After watching an episode of Alton Brown’s Good Eats last night and the recent talk in the news about sushi and fish population depletion, I thought I would take on a less pop culture topic this week and get a little into the politics of sustainable fish. You may be asking yourself what this has to do with anything classical, but I promise you it has as much to do with the Ancient Greeks as it does the modern sushi trend. First let us look at the problem. Alton Brown lays the problem out pretty clearly in his Good Eats episode The Once and Future Fish (see it here). To sum up the problem though, we, humans, like to eat big meaty fish and we overfish them close to the point of extinction. We need to learn to eat smaller more common fish, something the Romans were actually fairly good at.

The depletion of fish populations around the world has been in the news often in the last two years, but it has not caught on as a popular cause yet (you know those popular causes that get beaten to death on college campuses across the nation). Actually it is quite the opposite. Sushi’s rise in popularity especially across college campuses in the US has led to even higher consumption of fish. The BBC reported that a record was set in 2011 for global fish consumption at 17 kg per person per year (for us Americans that’s 37lbs). For comparison the US estimated 57lbs of beef consumed per person per year in 2011. The same BBC article reports, “85% of global fish stocks are over-exploited.”

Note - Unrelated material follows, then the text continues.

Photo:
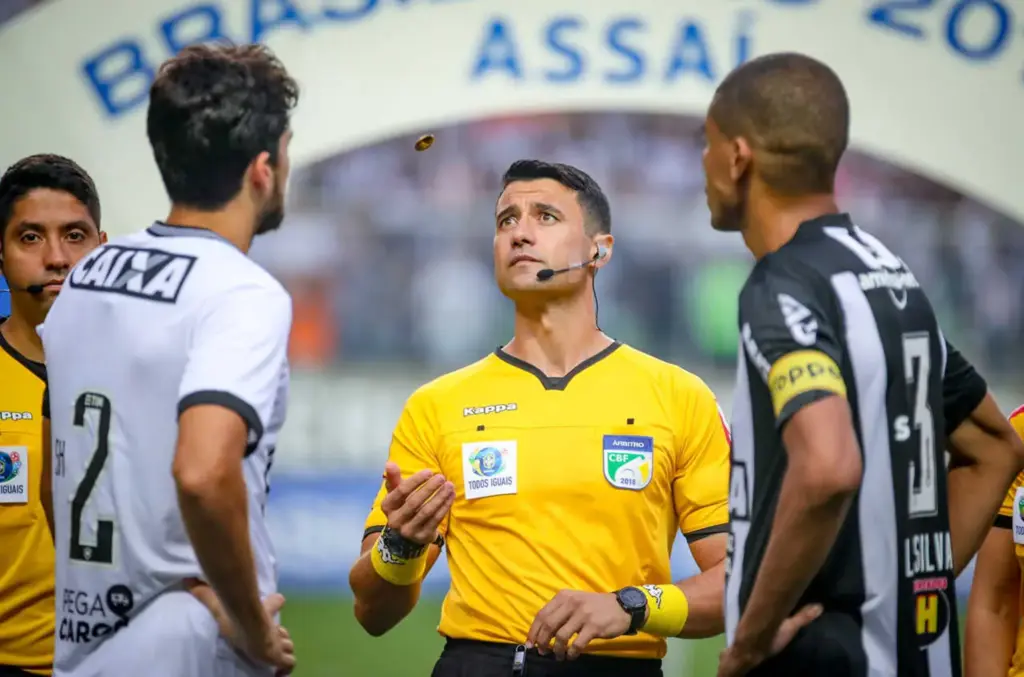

So again you are asking me what this has to do with the Ancient world. Thank you for staying with me. Here is the payoff. The same thing happened in Ancient Greece! In fact, the Ancient Greeks fished tuna (Greek: Thunnos) to near extinction.  In a great lecture at Temple University when I was there a couple of years ago, Dr. Daniel Levine spoke about the overwhelming popularity of tuna in Ancient Greece and the over fishing of these tuna. It was such a popular food source that even Aristotle mapped out the migration patterns of the fish. The tuna was linked to the god Poseidon and prayers were offered to him by fisherman. Lastly, an important link to today’s problem, the Ancient Greeks fished with large nets which caught not only mature fish, but young fish. This is the problem today. Many fish not suitable for markets are dying instead of remaining in the sea and reproducing.